Nicholas Pfaff
Publications
Ambient Diffusion Policy: Imitation Learning from Suboptimal Data in Robotics
We propose Ambient Diffusion Policy, a simple and principled method for imitation learning from suboptimal data in robotics. High-quality, task-specific robot data is expensive and time-consuming to collect, while suboptimal datasets with lower-quality or out-of-distribution demonstrations are abundant. Existing methods that co-train on both data sources in robotics often fail to separate the meaningful and the harmful features in the suboptimal samples. In contrast, our method extracts only the useful features by introducing a new axis to co-training in robotics: noise-dependent data usage. Ambient Diffusion Policy restricts the contribution of suboptimal data during training to only the high and low diffusion times. To rigorously justify our approach, we first observe that robot action data exhibits a spectral power law. This induces two important properties on the optimal Diffusion Policy that we exploit: a global-to-local hierarchy and locality. We theoretically formalize this discussion using a simplified model. Our experiments validate Ambient Diffusion Policy on four types of suboptimal action data (noisy trajectories, sim-to-real gap, task mismatch, and large-scale data mixtures) across six tasks. The results show that it effectively learns from arbitrary sources of suboptimal data. Notably, it outperforms existing co-training baselines by up to 33% when scaled to Open X-Embodiment - a large dataset with heterogeneous data quality and unstructured distribution shifts. Overall, Ambient Diffusion Policy increases the utility of suboptimal demonstrations and expands the set of usable data sources in robotics.
SceneSmith: Agentic Generation of Simulation-Ready Indoor Scenes
Simulation has become a key tool for training and evaluating home robots at scale, yet existing environments fail to capture the diversity and physical complexity of real indoor spaces. Current scene synthesis methods produce sparsely furnished rooms that lack the dense clutter, articulated furniture, and physical properties essential for robotic manipulation. We introduce SceneSmith, a hierarchical agentic framework that generates simulation-ready indoor environments from natural language prompts. SceneSmith constructs scenes through successive stages$\unicode{x2013}$from architectural layout to furniture placement to small object population$\unicode{x2013}$each implemented as an interaction among VLM agents: designer, critic, and orchestrator.
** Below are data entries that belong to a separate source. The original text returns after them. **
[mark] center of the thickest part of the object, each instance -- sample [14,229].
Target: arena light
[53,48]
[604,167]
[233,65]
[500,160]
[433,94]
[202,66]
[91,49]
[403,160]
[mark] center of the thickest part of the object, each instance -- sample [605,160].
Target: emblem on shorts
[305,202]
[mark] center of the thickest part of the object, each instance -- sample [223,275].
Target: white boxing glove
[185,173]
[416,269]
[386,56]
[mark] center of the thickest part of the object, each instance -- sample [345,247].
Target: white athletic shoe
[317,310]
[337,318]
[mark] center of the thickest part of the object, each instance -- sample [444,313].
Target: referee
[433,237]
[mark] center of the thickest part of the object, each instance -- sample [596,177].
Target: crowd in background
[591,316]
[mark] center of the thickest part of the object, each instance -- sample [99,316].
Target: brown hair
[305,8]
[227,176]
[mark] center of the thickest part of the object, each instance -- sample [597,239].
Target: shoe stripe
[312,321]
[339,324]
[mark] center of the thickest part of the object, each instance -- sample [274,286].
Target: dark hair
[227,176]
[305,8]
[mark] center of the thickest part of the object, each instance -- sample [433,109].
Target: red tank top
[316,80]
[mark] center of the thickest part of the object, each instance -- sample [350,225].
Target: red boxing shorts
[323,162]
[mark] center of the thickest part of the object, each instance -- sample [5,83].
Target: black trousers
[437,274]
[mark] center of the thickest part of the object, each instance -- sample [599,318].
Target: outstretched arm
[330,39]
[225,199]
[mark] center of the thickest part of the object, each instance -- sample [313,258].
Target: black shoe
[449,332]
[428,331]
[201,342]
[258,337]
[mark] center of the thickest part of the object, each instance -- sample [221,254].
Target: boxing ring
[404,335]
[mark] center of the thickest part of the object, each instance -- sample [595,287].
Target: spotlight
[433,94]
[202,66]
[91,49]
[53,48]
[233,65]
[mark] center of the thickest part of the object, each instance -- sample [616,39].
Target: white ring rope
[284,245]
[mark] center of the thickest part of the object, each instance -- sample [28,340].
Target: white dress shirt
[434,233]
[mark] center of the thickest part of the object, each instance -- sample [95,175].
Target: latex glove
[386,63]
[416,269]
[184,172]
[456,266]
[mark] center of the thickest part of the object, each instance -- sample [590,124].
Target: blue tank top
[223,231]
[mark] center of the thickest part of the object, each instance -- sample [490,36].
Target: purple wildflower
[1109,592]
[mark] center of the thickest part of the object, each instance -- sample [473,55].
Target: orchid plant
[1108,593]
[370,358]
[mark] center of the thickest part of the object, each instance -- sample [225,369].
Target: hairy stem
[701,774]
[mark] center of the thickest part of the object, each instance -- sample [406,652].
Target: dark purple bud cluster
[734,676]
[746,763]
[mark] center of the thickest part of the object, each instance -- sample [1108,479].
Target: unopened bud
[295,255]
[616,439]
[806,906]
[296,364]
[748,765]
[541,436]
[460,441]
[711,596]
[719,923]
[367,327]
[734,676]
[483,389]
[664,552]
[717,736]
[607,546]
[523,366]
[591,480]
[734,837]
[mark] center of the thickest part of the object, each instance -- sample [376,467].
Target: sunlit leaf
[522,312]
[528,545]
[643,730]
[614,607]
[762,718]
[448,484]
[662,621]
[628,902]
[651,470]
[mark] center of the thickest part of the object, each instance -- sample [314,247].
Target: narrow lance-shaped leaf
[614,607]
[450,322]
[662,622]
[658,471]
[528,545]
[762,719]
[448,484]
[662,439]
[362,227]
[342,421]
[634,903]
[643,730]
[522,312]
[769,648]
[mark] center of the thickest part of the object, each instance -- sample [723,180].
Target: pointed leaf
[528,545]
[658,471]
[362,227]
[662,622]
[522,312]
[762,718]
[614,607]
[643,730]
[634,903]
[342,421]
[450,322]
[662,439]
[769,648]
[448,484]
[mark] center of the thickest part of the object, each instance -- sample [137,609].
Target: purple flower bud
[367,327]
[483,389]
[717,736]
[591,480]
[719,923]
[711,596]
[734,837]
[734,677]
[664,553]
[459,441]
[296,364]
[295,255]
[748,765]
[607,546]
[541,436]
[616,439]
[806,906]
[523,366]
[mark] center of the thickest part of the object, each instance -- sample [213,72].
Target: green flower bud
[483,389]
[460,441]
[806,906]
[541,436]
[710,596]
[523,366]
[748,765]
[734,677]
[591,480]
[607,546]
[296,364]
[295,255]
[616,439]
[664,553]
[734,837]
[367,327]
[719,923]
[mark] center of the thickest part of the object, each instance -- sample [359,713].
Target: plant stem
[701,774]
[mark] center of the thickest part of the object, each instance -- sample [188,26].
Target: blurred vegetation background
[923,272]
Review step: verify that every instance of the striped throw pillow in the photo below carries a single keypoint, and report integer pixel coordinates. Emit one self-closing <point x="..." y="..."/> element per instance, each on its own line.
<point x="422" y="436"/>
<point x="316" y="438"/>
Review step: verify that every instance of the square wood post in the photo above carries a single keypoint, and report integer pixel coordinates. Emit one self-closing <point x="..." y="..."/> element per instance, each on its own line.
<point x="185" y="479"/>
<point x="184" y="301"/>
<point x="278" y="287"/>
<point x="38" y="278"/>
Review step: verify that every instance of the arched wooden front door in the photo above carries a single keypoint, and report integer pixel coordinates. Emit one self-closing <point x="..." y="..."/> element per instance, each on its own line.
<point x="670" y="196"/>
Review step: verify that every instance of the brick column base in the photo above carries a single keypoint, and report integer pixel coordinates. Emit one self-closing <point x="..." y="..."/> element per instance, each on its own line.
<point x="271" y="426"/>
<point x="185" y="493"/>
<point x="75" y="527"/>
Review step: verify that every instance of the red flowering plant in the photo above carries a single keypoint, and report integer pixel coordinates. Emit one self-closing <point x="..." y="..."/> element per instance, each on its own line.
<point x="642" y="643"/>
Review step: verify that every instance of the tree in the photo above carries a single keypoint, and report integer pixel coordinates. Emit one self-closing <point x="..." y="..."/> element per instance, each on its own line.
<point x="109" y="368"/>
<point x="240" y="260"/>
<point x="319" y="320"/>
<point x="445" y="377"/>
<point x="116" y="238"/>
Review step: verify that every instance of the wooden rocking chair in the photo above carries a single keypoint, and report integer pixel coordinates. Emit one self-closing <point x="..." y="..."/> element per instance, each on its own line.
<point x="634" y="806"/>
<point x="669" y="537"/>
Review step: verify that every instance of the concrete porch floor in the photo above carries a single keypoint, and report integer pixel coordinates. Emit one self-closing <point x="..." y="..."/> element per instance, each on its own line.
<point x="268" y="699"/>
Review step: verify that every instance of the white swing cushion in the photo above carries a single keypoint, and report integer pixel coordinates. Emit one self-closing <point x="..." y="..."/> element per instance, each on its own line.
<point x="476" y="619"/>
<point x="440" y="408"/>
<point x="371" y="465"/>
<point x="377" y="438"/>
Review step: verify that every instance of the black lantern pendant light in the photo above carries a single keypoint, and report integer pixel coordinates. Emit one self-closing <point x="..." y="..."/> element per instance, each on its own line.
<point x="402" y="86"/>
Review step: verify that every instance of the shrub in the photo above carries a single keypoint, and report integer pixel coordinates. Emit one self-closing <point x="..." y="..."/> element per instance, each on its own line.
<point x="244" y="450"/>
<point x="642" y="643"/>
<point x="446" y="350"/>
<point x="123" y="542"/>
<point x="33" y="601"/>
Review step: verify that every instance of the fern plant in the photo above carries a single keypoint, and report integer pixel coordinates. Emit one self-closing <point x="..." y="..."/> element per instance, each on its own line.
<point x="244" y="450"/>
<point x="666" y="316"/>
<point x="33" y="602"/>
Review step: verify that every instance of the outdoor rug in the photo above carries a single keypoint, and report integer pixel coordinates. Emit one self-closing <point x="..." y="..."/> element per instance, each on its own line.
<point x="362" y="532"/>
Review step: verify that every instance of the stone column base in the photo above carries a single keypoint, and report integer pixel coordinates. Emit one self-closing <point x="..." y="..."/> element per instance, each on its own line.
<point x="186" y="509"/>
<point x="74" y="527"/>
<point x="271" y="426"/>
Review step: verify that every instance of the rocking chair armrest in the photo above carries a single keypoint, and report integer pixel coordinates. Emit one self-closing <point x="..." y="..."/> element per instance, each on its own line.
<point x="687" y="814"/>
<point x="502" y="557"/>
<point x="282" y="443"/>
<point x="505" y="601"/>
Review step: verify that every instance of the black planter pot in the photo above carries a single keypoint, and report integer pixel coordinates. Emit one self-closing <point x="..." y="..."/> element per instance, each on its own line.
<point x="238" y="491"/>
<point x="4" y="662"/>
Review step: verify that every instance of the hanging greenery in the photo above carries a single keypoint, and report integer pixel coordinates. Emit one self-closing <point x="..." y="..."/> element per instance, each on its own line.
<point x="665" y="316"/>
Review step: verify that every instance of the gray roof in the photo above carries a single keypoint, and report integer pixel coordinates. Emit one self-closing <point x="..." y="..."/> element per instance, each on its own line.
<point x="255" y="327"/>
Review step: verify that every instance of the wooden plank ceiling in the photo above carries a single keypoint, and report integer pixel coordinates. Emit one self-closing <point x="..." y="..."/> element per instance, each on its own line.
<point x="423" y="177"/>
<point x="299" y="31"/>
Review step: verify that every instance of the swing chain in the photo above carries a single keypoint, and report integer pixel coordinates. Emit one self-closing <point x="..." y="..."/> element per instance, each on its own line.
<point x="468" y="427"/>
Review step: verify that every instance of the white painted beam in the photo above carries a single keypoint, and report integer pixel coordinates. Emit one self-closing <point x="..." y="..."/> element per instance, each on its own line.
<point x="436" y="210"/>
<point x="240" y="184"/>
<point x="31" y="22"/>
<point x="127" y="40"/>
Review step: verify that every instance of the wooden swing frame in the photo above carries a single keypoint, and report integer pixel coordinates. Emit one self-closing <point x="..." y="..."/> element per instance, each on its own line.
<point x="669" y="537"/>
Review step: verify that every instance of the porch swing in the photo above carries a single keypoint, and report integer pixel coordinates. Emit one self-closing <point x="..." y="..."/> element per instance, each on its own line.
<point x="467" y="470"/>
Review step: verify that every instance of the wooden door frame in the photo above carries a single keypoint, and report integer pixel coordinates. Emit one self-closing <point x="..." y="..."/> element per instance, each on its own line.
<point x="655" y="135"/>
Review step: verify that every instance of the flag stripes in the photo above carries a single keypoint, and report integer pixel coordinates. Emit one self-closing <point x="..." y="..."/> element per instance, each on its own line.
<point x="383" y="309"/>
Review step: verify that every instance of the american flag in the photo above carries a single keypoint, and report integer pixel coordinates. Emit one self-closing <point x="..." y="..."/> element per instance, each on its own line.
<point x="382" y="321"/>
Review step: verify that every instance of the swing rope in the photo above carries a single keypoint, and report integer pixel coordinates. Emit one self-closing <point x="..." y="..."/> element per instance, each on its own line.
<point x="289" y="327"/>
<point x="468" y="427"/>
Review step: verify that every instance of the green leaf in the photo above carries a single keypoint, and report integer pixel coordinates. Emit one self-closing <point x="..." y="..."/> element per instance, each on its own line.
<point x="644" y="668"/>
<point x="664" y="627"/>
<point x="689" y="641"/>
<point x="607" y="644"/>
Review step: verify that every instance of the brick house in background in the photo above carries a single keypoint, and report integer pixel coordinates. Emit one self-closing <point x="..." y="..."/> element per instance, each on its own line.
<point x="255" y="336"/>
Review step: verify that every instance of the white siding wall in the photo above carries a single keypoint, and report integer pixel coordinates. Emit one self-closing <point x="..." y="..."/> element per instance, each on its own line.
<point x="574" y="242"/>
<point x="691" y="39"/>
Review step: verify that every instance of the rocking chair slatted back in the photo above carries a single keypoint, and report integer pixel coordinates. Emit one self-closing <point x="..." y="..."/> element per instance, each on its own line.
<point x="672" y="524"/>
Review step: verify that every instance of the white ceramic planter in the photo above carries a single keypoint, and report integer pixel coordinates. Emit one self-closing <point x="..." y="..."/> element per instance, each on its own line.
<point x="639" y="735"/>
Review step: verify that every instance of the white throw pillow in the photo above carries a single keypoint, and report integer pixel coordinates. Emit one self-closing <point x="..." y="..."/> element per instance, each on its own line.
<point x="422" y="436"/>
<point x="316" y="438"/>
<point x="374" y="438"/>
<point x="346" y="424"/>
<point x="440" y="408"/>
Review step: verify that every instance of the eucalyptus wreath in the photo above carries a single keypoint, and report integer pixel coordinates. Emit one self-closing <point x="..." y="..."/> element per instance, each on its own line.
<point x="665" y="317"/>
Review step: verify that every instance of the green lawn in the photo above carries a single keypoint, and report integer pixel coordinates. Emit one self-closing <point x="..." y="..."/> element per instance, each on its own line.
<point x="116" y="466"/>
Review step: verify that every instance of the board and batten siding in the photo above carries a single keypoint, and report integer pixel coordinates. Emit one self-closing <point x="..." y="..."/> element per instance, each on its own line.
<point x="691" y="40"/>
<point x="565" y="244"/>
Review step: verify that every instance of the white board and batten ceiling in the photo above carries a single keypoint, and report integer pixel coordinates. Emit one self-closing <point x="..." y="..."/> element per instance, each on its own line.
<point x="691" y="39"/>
The framework tightly integrates asset generation through text-to-3D synthesis for static objects, dataset retrieval for articulated objects, and physical property estimation. SceneSmith generates 3-6x more objects than prior methods, with <2% inter-object collisions and 96% of objects remaining stable under physics simulation. In a user study with 205 participants, it achieves 92% average realism and 91% average prompt faithfulness win rates against baselines. We further demonstrate that these environments can be used in an end-to-end pipeline for automatic robot policy evaluation.